Bitcoin Would Need Only a Fraction of a Larger Future Market
If the store-of-value market continues growing at the same annual pace, Hougan projects it could reach approximately $121 trillion over the next 10 years.
Under that scenario, Bitcoin would not need to fully replace gold to justify a $1 million valuation. Instead, it would need to capture around 17% of the expanded market.
That would mean Bitcoin grows from roughly one twenty-fifth of today’s store-of-value market to about one sixth of the future market.
Hougan described those assumptions as relatively conservative, arguing that they do not require Bitcoin to dominate global capital flows, only to continue steadily increasing its share as institutional adoption deepens.
Still, the implied price move remains substantial. Bitcoin would need to rise about 14-fold from current levels, representing gains of roughly 1,300%.
Monetary Policy Could Decide Whether the Thesis Holds
Hougan also noted that macroeconomic conditions will likely determine whether that scenario becomes achievable.
If governments begin reducing reliance on quantitative easing, maintain tighter monetary policy, and keep real interest rates elevated, demand for inflation hedges could weaken. Both Bitcoin and gold have historically benefited when investors fear currency debasement or declining purchasing power.
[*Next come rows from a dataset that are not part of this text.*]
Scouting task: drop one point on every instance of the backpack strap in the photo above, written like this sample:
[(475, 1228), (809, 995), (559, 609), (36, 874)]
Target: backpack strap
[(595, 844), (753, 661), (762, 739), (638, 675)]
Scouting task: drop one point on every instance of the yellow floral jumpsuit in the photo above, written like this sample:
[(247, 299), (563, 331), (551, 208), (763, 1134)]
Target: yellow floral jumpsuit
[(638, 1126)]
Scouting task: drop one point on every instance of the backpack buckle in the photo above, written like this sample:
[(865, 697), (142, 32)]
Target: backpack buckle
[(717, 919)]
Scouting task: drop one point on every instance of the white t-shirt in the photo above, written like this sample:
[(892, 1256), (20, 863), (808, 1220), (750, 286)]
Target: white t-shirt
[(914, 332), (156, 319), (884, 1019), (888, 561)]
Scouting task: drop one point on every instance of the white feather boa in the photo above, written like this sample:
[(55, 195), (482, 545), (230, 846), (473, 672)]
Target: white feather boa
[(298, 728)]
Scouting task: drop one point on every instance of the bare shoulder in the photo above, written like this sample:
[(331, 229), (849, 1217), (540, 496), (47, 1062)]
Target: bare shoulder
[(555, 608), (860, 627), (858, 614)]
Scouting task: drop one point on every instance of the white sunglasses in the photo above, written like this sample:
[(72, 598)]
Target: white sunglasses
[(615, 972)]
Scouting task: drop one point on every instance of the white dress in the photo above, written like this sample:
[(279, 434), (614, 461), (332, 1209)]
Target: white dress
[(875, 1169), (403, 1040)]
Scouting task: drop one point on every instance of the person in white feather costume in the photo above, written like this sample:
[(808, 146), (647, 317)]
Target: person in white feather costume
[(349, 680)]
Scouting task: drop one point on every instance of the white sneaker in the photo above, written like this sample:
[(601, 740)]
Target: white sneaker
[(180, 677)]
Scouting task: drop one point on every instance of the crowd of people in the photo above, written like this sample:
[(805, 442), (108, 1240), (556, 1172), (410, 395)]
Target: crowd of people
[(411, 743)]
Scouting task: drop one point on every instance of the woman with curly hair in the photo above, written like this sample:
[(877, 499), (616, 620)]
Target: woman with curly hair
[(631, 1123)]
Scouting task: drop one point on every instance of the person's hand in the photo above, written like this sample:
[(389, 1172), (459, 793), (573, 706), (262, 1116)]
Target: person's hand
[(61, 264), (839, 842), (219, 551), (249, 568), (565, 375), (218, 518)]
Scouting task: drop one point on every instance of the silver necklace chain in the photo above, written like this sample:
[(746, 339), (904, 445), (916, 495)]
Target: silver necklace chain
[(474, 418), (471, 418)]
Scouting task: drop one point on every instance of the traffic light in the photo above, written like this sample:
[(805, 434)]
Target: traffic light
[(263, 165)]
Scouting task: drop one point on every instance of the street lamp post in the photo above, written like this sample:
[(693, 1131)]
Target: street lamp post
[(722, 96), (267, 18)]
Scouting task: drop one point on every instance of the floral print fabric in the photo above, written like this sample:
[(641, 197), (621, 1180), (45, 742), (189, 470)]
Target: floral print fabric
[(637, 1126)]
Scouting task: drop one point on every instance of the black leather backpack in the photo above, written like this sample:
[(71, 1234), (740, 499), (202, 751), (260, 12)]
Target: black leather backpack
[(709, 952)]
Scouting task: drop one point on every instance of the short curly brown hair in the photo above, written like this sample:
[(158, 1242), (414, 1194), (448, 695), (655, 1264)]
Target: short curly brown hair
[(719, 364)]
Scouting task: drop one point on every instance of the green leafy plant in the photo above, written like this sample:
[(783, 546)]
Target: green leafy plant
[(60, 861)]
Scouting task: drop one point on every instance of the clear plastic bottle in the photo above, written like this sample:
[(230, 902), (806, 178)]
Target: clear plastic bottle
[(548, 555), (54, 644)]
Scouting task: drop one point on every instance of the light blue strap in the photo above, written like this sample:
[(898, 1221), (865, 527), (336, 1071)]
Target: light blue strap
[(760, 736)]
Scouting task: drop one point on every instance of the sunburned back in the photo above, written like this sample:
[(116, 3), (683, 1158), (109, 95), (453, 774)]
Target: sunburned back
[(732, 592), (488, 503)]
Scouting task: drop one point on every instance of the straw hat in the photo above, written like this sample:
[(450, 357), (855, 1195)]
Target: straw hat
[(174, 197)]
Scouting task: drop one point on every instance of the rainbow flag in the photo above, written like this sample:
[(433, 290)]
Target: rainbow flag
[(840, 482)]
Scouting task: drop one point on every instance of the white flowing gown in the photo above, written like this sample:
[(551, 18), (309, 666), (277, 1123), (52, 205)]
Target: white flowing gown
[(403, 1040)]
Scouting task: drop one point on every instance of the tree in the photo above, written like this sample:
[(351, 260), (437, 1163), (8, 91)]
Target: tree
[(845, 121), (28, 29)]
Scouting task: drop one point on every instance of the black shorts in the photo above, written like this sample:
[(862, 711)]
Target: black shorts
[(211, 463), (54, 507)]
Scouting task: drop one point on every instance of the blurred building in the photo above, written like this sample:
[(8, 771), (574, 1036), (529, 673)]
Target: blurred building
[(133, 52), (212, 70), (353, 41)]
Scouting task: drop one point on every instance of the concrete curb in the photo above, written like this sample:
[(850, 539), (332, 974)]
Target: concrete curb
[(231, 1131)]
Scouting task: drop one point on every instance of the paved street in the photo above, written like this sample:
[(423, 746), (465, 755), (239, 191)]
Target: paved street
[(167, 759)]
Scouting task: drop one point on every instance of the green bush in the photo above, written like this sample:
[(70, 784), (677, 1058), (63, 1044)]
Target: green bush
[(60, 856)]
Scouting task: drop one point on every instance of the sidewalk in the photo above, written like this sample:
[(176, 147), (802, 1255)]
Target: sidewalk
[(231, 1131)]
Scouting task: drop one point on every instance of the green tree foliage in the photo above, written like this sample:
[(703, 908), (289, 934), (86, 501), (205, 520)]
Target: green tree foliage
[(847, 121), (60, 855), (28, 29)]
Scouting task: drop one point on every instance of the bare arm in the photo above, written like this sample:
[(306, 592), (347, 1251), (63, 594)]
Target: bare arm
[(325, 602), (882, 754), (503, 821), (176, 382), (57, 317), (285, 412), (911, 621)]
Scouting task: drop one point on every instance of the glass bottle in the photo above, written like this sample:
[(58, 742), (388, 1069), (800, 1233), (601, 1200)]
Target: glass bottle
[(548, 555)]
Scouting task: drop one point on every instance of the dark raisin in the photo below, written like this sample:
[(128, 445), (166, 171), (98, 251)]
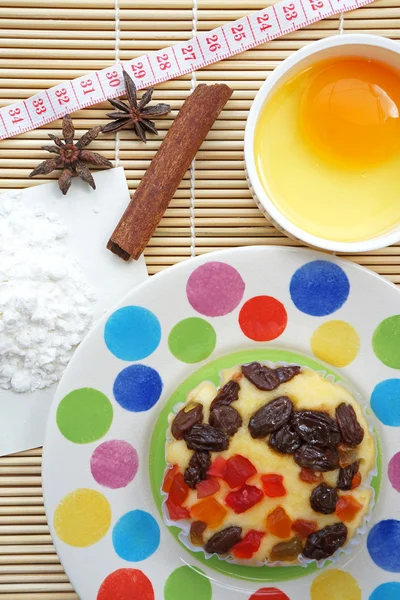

A reversal in those conditions could limit upside for both assets.
At the same time, Hougan suggested that the opposite outcome may be equally likely.
Growing concern over sovereign debt levels, persistent fiscal deficits, and pressure on fiat systems could push investors further toward scarce assets. In that environment, Bitcoin’s share of the store-of-value market could rise faster than his current baseline estimate.
He said that possibility means even his $1 million projection may prove conservative if macro risks intensify over the next decade.